Casos de ataques de piranhas voltaram a ser registrados pela imprensa local. Como grande parte da população ribeirinha utiliza as águas do Rio São Francisco para o lazer, principalmente nessa época de calor, o Hospital Dom Malan (HDM)/Imip em Petrolina dá orientações sobre como agir nesses casos.

De acordo com especialistas, os ataques dessa espécie de peixe são incomuns e quase restritos ao período que vai de fevereiro a maio, época de desova da piranha branca (endêmica na região). Quando a piranha ataca, no entanto, não tem fins de alimentação, mas de proteção dos ovos e filhotes de possíveis predadores maiores.

Segundo informações divulgadas pelo Diário de Pernambuco, piranhas jovens alimentam-se de camarões e insetos, enquanto as adultas possuem preferência por peixes menores. Carne humana, portanto, não faz parte do ‘cardápio’ desses peixes. Então, o normal é acontecer duas ou menos mordidas, para assustar e fazer a pessoa sair de perto dos ovos.

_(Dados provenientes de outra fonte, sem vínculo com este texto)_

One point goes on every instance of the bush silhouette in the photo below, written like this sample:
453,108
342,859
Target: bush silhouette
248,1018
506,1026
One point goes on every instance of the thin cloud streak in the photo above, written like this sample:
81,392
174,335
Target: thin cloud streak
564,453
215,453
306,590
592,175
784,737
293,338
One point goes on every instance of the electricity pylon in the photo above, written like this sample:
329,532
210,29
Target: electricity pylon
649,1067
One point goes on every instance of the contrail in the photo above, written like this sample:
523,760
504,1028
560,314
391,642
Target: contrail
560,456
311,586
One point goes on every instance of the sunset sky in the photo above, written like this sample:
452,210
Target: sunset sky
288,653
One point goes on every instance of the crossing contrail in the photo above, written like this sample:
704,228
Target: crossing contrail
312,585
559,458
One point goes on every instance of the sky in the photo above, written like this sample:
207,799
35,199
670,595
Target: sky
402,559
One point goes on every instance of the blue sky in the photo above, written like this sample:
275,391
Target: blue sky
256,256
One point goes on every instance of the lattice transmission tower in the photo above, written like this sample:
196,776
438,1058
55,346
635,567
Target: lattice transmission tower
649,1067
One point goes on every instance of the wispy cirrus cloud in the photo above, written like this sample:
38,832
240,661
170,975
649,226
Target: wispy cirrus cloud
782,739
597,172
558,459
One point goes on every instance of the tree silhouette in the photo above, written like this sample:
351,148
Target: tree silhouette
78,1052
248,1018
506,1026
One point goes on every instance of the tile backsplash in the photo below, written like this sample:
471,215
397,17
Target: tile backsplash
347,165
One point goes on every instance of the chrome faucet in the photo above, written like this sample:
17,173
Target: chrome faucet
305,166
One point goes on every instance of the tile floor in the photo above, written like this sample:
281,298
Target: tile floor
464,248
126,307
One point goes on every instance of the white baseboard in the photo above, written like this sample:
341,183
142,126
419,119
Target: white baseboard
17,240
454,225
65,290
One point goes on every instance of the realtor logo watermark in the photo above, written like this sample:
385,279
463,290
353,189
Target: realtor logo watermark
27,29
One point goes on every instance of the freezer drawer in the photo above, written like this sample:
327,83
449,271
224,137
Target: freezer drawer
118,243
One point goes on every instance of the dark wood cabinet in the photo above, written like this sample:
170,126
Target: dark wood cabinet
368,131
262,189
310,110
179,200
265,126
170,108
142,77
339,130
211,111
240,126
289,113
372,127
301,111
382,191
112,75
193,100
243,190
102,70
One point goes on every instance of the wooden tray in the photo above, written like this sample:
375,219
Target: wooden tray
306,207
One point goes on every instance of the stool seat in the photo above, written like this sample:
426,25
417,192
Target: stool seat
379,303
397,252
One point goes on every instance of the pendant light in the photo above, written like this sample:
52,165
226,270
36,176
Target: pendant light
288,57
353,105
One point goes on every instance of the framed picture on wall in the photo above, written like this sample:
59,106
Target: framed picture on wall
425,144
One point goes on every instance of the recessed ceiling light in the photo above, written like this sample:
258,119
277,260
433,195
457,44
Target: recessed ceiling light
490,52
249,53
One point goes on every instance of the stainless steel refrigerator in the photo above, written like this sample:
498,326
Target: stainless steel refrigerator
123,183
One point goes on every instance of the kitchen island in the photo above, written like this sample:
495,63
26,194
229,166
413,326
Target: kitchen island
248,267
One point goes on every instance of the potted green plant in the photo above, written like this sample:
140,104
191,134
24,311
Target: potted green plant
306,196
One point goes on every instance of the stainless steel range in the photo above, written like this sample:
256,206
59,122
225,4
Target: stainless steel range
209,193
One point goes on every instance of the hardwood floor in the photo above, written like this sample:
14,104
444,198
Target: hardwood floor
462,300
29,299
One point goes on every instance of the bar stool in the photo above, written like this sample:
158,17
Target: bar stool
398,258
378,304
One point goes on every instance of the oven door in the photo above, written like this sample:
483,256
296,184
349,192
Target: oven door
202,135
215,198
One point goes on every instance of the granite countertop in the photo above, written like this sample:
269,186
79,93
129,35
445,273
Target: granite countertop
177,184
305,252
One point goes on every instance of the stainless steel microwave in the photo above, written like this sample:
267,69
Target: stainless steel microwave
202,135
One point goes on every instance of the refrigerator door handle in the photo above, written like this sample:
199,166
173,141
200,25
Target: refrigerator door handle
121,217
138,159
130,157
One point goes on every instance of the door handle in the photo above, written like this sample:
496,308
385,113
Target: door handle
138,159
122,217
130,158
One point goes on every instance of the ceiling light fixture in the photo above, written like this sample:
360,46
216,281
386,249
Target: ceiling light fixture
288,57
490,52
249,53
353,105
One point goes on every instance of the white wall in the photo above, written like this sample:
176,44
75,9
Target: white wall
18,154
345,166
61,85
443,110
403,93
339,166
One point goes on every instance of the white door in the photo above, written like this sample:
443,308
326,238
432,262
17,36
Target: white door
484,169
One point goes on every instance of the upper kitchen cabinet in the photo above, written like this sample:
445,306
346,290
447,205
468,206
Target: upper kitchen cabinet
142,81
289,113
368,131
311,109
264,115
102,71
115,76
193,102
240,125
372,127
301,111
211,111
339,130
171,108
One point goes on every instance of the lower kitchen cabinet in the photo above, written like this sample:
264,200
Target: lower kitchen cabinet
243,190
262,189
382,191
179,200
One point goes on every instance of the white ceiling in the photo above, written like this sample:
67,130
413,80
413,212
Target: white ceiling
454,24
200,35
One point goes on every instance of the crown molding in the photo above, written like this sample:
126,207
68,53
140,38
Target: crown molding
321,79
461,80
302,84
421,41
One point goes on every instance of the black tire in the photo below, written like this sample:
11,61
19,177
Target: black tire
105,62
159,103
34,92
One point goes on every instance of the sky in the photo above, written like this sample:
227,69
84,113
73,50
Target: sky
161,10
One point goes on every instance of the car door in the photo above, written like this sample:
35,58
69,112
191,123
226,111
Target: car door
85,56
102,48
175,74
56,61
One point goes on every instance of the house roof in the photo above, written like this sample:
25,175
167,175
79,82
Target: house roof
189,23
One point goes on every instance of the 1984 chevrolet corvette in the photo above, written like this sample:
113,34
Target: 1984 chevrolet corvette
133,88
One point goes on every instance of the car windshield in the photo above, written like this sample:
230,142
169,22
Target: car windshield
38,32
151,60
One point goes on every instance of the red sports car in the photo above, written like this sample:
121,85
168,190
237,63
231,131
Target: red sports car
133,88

Quando isso acontecer, o banhista deve sair imediatamente da água, lavar o ferimento com água em abundância e tentar estancar o sangue. Em seguida deve dirigir-se ao serviço de saúde de referência, que no caso das crianças é o HDM. “As mordidas das piranhas não liberam nenhuma substância tóxica, mas é importante fazer o curativo para inibir inflamações“, ressalta a diretora médica do HDM Tatiana Cerqueira. Para prevenir acidentes, o Corpo de Bombeiros orienta que os banhistas devem evitar lugares com águas calmas e turvas, além de locais onde se encontra vegetação às margens do rio.